英紙ガーディアンが公開した"The Counted: People killed by the Police in the US"は、今年、米国で警察によって殺された人のデータベース。
サイトでは、人種や州別の人数といった総括的なデータが可視化されている。たとえば人種別の数をみると、殺害されたアフリカ系アメリカ人の数は白人の半分程度だが、米国の白人の割合は約70%、アフリカ系は約12%であることを考えると、やはり殺害されたアフリカ系アメリカ人の数は多いことがわかる。また、人口あたりの「殺された」人数では、オクラホマ州が飛び抜けている、米国全体では毎月90人前後、すなわち毎日平均約3人が、警察によって命を奪われている、といったようなことが読み取れる。
全体的なデータだけでなく、「殺された」人に関する詳しい情報ーーーーー名前や年齢、武器携帯の有無、管轄警察、報告された罪状、殺された時の状況などーーーーーも知ることができる。サイトに並んだ顔写真の中にはスナップショットや微笑んだ顔もある。

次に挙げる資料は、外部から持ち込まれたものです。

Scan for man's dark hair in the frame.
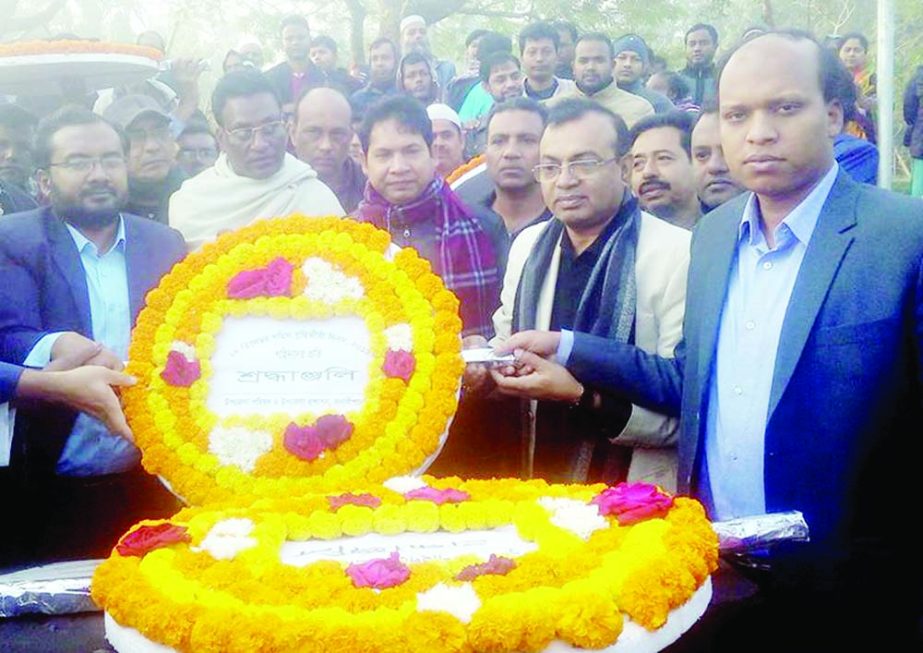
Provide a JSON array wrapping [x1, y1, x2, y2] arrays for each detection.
[[465, 28, 489, 48], [0, 104, 38, 131], [628, 111, 693, 160], [212, 70, 282, 127], [519, 21, 561, 56], [359, 95, 433, 153], [32, 104, 128, 170], [837, 32, 869, 52], [715, 29, 848, 109], [369, 36, 397, 59], [551, 20, 579, 43], [683, 23, 718, 45], [478, 52, 522, 84], [478, 32, 513, 61], [545, 98, 629, 157], [487, 97, 548, 130], [311, 34, 337, 54], [575, 32, 615, 59], [279, 14, 311, 33]]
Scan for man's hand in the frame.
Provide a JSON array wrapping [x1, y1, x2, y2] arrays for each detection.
[[490, 350, 583, 402], [462, 336, 490, 393], [16, 365, 135, 441], [497, 331, 561, 358], [47, 332, 125, 372]]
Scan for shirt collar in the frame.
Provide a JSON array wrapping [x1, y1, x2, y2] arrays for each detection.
[[738, 161, 840, 247], [64, 213, 125, 256]]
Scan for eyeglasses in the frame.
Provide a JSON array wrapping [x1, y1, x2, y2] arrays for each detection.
[[179, 147, 218, 159], [48, 154, 125, 175], [532, 156, 619, 181], [224, 120, 285, 145], [125, 125, 173, 145]]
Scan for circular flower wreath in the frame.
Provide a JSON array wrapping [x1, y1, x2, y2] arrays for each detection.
[[124, 216, 463, 504], [92, 477, 717, 653]]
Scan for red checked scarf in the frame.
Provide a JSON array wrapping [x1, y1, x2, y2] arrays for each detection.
[[356, 177, 500, 338]]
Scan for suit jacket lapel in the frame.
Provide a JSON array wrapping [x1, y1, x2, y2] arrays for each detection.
[[768, 170, 856, 418], [122, 216, 157, 326], [45, 210, 93, 338], [686, 204, 749, 405]]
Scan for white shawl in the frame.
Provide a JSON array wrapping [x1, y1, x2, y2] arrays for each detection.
[[170, 153, 344, 250]]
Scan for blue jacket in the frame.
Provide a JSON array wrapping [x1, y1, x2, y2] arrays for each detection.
[[0, 207, 186, 469], [568, 170, 923, 600]]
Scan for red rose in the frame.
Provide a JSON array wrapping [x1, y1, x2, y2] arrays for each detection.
[[382, 349, 417, 383], [115, 522, 189, 558]]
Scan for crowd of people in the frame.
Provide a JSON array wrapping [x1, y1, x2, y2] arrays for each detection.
[[0, 16, 923, 650]]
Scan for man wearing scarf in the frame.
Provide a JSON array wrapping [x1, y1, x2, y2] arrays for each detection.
[[170, 70, 343, 249], [357, 96, 500, 337], [488, 99, 690, 488]]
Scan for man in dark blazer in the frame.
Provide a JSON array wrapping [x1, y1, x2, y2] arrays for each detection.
[[494, 32, 923, 651], [0, 107, 186, 562]]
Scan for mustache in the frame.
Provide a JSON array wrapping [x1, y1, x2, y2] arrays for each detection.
[[638, 179, 670, 193]]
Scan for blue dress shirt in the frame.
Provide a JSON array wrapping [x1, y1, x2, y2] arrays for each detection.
[[705, 163, 839, 519], [25, 218, 140, 476]]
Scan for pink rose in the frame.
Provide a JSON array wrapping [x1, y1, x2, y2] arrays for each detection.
[[327, 492, 381, 510], [282, 422, 327, 460], [160, 351, 202, 388], [228, 256, 294, 299], [346, 551, 410, 590], [455, 553, 516, 582], [283, 415, 354, 460], [590, 483, 673, 526], [115, 522, 190, 558], [381, 349, 417, 383], [314, 415, 353, 449], [404, 487, 471, 506]]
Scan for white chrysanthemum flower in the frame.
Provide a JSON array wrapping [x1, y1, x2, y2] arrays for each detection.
[[193, 519, 256, 560], [417, 583, 481, 624], [538, 497, 609, 540], [208, 426, 272, 474], [382, 476, 426, 494], [385, 323, 413, 352], [170, 340, 196, 363], [301, 256, 365, 304]]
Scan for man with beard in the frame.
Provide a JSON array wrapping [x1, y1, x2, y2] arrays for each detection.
[[397, 52, 439, 107], [626, 111, 702, 229], [401, 14, 456, 96], [426, 102, 465, 179], [103, 95, 186, 224], [465, 52, 523, 158], [692, 106, 745, 213], [266, 16, 325, 115], [349, 36, 398, 116], [573, 32, 654, 129], [170, 70, 343, 248], [0, 107, 186, 560], [291, 88, 365, 213]]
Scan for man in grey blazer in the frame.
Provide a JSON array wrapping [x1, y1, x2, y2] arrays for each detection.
[[504, 32, 923, 651]]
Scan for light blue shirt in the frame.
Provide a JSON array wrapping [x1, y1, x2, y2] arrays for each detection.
[[25, 218, 140, 476], [705, 164, 839, 519]]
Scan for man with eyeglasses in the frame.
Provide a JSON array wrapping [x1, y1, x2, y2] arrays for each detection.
[[291, 88, 365, 213], [170, 70, 343, 248], [0, 107, 186, 561], [103, 95, 186, 224], [484, 98, 689, 488]]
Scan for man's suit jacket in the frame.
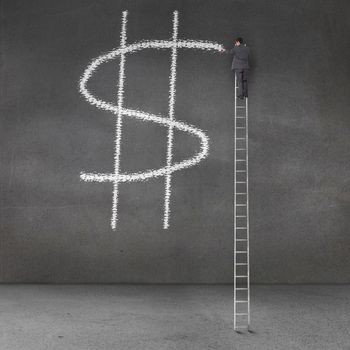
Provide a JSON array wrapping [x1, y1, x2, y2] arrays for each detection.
[[230, 45, 249, 69]]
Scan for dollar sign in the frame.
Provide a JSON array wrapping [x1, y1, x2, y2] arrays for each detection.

'The Counted'に使われたデータは、警察やその他の公的機関が公開したものではなく、ガーディアンがクラウドソースなどから独自に入手・整理したものだ。そして、このデータは公開されていて、誰でもダウンロードできる。
危険を未然に防ぐ手段として武器を使うこと、そしてその結果、相手の命を奪うことは、違法ではないかもしれない。しかし、より強力な組織と武器を持つ警察が、現場で本当に武器を使わざるを得なかったのか、という疑問は、米国内でしだいに強くなっているようだ。
市民から発信されたオープンデータが、市民が公権力について考え、何かを変えるきっかけになるかもしれない。